Bad Wolves singles chronology
| "Zombie" (2018) | "Remember When" (2018) | "Killing Me Slowly" (2019) |

Music video
- "Remember When" on YouTube

= Remember When (Bad Wolves song) =

"Remember When" is a song by the American heavy metal band Bad Wolves. It was their third single off of their debut album Disobey. It topped the Billboard Mainstream Rock chart for two weeks in 2019.

==Background==
The song was first released on Bad Wolves' debut studio album Disobey in May 2018. A music video was released a month later on June 15, debuting exclusively on Apple Music. The song was released to radio in January 2019, and spent 24 weeks on the Billboard Mainstream Rock Songs chart, eventually topping it for a week in July 2019.

==Themes and composition==
Lyrically, the song deals with the relationship between frontman Tommy Vext and his twin brother; while Vext chose a life of sobriety and pursued a career in the music industry as a singer, his brother became a drug dealer and struggled with addiction and substance abuse. Specifically, the song was inspired by the fact that his brother attempted to murder Vext. Vext explained:
"My twin brother is currently serving 17 years for attempted murder — [he] tried to kill me during a home invasion when he was high in 2010. [Testifying against him] was definitely one of the more difficult moments of my life. 'Remember When' kinda goes through a timeline and highlights two people who lived the exact same life and had the exact same hardships and advantages and disadvantages, and who we are ultimately as adults is defined by the choices that we made, and our lives reflect those choices."

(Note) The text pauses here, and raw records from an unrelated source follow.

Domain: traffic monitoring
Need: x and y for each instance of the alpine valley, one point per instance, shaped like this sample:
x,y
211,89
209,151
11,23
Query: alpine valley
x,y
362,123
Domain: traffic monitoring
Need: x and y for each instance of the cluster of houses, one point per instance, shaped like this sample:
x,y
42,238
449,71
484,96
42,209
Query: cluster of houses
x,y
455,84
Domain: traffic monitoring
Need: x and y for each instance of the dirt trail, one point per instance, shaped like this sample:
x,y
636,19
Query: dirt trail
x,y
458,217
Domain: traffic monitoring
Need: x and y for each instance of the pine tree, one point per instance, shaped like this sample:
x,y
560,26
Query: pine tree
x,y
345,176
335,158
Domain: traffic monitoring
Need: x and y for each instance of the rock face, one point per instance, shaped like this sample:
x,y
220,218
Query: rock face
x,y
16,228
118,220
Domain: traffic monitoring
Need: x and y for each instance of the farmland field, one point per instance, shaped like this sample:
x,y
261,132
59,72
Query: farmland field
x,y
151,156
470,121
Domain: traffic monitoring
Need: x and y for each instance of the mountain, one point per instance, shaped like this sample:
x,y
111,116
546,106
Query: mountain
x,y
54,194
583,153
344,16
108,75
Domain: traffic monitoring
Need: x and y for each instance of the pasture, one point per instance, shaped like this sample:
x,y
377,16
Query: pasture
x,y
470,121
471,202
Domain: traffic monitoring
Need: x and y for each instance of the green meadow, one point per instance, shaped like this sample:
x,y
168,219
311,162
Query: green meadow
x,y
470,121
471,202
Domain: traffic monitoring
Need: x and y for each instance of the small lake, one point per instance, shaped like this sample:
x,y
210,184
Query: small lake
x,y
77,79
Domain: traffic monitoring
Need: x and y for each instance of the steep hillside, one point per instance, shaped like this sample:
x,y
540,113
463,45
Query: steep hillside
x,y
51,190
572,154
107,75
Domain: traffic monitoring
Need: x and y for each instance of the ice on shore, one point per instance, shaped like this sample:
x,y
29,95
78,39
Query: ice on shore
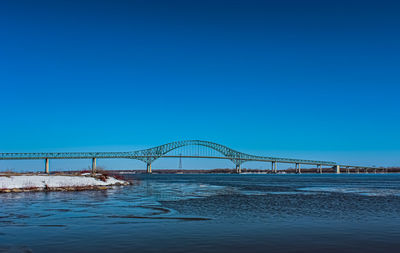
x,y
38,181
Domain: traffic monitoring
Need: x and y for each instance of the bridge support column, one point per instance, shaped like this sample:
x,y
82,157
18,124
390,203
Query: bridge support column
x,y
238,169
298,170
93,165
46,165
273,167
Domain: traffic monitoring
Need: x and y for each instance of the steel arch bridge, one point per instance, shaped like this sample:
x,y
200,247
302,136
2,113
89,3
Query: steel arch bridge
x,y
163,151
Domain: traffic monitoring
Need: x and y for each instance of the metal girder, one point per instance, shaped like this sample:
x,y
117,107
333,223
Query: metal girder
x,y
150,155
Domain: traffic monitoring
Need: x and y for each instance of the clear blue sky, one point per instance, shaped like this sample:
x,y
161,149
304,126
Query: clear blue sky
x,y
308,79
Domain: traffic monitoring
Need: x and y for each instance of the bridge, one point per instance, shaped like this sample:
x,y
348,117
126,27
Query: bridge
x,y
205,149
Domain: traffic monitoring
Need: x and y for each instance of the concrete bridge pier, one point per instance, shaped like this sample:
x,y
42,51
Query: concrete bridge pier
x,y
238,169
337,169
46,165
148,168
298,170
273,167
93,165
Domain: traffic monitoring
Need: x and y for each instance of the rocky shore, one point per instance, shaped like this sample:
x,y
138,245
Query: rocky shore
x,y
35,182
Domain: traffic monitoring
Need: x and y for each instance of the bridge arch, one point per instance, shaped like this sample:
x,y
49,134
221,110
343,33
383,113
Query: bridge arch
x,y
151,154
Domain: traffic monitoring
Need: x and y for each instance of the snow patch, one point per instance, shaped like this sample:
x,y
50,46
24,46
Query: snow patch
x,y
36,181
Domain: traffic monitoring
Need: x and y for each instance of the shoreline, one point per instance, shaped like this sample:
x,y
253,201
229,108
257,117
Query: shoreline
x,y
61,182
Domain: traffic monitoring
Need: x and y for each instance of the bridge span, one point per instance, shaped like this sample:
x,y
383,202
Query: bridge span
x,y
149,155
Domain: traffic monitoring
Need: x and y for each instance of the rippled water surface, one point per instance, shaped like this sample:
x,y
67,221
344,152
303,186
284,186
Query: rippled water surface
x,y
210,213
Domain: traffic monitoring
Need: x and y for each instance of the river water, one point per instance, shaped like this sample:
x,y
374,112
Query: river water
x,y
210,213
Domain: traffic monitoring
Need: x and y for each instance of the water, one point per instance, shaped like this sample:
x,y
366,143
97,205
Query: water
x,y
210,213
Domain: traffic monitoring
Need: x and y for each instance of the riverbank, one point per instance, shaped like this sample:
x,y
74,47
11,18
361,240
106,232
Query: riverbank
x,y
36,182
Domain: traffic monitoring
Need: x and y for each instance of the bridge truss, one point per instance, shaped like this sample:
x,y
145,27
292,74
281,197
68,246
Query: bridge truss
x,y
165,151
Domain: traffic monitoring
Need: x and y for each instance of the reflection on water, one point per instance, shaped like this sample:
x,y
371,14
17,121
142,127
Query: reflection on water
x,y
210,213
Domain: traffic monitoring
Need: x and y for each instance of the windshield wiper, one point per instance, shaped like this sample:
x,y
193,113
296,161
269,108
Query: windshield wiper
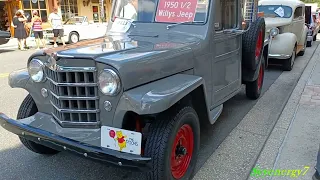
x,y
193,22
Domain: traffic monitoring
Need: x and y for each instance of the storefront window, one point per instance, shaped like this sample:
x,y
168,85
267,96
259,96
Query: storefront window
x,y
39,5
69,8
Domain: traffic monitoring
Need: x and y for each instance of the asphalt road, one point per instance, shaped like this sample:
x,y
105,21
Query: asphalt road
x,y
16,162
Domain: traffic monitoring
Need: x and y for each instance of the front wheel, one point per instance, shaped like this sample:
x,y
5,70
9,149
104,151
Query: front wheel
x,y
253,89
173,144
27,109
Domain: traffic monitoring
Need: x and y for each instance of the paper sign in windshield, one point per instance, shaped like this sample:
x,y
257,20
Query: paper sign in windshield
x,y
121,25
176,10
280,11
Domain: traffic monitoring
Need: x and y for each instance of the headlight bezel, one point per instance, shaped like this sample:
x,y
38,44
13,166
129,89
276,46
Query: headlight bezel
x,y
116,78
274,31
41,67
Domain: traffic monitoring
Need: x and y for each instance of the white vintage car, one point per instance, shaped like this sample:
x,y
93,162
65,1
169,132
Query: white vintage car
x,y
285,23
78,28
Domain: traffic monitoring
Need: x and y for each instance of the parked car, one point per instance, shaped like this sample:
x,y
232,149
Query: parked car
x,y
78,28
312,24
285,22
4,37
136,97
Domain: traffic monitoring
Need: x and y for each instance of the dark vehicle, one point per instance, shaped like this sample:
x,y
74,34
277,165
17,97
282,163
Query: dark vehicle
x,y
4,37
136,97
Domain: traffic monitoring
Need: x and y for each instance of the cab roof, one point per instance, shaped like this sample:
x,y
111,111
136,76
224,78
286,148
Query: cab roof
x,y
291,3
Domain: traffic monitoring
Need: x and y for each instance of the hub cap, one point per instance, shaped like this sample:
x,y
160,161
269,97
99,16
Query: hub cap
x,y
259,45
182,150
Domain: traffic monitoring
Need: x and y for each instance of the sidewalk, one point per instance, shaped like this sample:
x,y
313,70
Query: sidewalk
x,y
291,149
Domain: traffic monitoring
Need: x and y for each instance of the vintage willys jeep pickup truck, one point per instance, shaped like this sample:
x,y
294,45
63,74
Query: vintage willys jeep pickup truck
x,y
136,97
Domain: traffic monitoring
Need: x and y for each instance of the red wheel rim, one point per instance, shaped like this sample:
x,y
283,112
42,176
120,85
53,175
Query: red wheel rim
x,y
181,152
259,45
260,77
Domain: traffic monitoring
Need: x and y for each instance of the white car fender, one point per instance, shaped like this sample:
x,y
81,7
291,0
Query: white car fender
x,y
282,45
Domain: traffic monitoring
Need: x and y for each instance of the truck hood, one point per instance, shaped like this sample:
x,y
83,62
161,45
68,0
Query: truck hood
x,y
137,59
276,22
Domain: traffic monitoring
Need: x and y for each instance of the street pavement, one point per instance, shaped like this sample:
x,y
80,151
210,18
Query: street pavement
x,y
229,148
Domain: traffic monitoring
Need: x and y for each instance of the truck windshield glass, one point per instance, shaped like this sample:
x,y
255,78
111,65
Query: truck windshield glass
x,y
276,11
161,11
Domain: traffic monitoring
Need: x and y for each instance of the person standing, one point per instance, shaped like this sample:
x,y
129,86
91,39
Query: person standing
x,y
37,29
20,32
56,23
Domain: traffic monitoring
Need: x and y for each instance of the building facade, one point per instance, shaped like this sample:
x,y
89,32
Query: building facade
x,y
67,8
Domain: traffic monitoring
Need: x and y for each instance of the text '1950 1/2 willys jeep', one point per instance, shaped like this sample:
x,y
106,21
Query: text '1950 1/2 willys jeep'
x,y
136,97
285,22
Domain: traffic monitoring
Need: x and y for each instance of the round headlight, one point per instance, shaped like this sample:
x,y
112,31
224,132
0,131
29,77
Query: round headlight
x,y
274,32
35,69
109,82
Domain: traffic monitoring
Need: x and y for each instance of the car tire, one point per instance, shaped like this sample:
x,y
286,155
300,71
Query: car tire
x,y
288,63
254,88
73,37
176,124
301,53
253,43
28,108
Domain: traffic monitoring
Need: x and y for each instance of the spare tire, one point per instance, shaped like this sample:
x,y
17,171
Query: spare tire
x,y
252,44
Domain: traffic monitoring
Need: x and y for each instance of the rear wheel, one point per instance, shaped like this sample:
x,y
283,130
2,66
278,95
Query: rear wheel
x,y
27,109
288,63
253,89
173,144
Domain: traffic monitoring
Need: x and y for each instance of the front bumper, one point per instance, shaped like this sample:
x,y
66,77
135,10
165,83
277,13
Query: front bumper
x,y
57,142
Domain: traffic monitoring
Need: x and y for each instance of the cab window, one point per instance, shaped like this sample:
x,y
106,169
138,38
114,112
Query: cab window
x,y
226,14
298,13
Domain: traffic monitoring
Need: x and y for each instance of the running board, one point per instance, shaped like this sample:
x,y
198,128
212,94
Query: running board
x,y
215,113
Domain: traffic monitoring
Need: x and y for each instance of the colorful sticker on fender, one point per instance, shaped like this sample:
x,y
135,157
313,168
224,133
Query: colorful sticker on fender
x,y
176,11
121,140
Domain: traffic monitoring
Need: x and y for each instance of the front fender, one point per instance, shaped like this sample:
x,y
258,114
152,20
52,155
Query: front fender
x,y
157,96
282,45
19,78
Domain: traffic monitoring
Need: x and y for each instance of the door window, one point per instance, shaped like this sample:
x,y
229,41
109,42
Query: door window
x,y
226,14
298,13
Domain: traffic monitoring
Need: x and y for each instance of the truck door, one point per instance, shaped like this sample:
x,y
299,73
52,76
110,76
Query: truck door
x,y
226,43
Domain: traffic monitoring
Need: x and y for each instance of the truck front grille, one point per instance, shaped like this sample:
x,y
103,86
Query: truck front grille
x,y
74,96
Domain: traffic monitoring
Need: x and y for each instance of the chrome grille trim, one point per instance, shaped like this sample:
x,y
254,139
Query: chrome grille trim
x,y
73,98
73,94
72,84
74,110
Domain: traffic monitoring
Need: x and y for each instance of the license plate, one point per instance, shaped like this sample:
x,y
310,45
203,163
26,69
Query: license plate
x,y
121,140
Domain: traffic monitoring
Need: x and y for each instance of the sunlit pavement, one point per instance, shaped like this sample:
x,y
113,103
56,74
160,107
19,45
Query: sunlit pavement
x,y
229,148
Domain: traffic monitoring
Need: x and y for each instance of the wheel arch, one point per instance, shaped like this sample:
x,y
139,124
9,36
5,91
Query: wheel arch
x,y
189,90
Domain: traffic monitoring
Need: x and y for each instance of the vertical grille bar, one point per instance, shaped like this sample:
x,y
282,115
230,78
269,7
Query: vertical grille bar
x,y
72,99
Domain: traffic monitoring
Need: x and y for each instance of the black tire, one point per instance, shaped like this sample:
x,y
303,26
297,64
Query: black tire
x,y
162,136
250,42
27,109
301,53
73,37
253,89
309,43
288,63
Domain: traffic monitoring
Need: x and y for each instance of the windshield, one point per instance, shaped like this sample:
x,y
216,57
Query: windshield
x,y
276,11
74,20
166,11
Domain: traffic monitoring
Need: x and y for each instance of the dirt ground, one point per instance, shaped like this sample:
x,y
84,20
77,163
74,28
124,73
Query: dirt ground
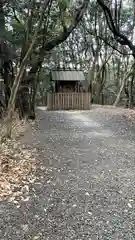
x,y
85,179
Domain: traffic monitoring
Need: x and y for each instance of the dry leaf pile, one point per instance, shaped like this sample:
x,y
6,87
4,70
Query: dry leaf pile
x,y
17,167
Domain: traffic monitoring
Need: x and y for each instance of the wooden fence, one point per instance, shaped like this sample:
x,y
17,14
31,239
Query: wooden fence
x,y
69,101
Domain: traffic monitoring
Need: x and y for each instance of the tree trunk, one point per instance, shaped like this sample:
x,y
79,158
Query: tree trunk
x,y
121,88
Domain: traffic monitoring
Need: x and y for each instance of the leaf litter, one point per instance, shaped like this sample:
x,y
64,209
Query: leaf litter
x,y
17,166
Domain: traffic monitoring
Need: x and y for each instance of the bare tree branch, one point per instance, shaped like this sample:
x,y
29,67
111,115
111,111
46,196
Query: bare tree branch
x,y
121,38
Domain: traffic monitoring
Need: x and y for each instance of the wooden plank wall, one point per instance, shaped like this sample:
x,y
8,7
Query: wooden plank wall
x,y
69,101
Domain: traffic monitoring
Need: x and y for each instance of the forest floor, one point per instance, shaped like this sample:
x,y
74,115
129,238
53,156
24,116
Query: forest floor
x,y
84,181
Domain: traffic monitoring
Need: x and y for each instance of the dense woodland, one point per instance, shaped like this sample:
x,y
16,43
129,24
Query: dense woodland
x,y
37,36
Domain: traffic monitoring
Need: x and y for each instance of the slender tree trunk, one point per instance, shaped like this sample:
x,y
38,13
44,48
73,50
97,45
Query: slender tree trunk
x,y
122,87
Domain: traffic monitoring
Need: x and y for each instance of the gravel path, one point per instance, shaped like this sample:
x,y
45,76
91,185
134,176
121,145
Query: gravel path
x,y
85,180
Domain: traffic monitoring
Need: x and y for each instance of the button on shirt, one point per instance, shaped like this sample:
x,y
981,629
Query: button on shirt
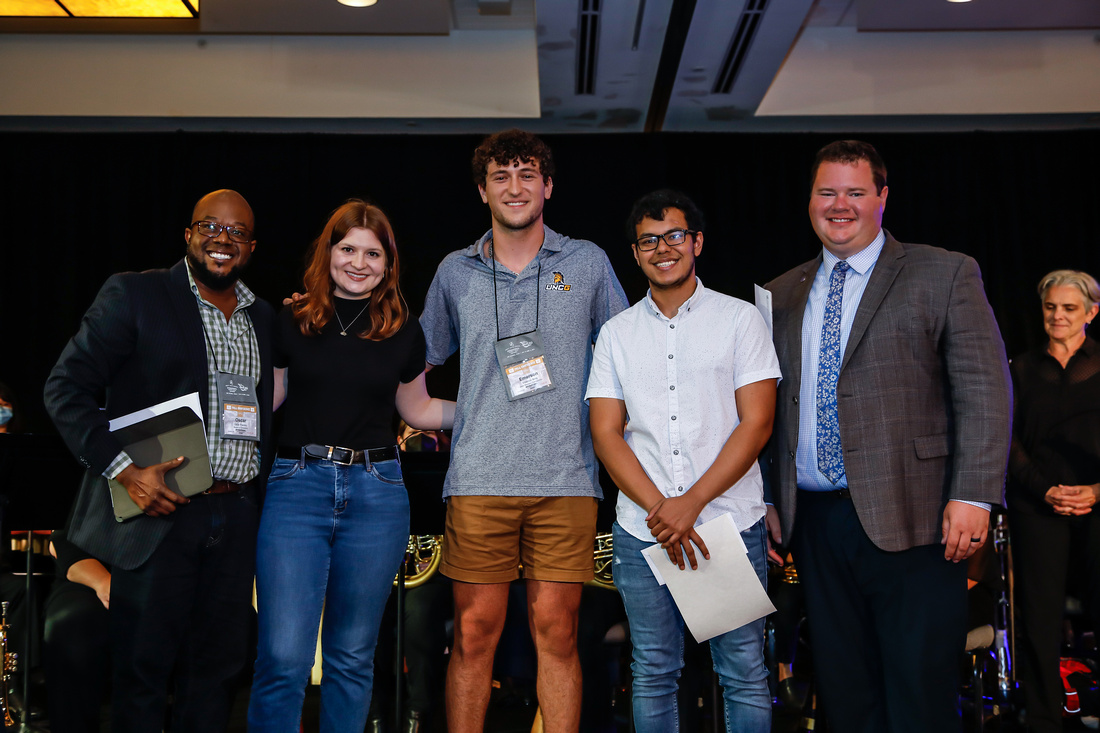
x,y
678,376
862,264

While AntiHero Magazine described the original song as heavy metal, a separate acoustic version was released in February 2019.

==Personnel==
Band
- Tommy Vext – lead vocals
- Doc Coyle – lead guitar, backing vocals
- Chris Cain – rhythm guitar
- Kyle Konkiel – bass, backing vocals
- John Boecklin – drums

Production
- Kane Churko – mixing, mastering

==Charts==

===Weekly charts===

| Chart (2019) | Peak position |
|---|---|
| US Hot Rock Songs (Billboard) | 22 |

===Year-end charts===

| Chart (2019) | Position |
|---|---|
| US Hot Rock Songs (Billboard) | 63 |

==Certifications==

| Region | Certification | Certified units/sales |
| United States (RIAA) | Gold | 500,000^{‡} |
^{‡} Sales+streaming figures based on certification alone.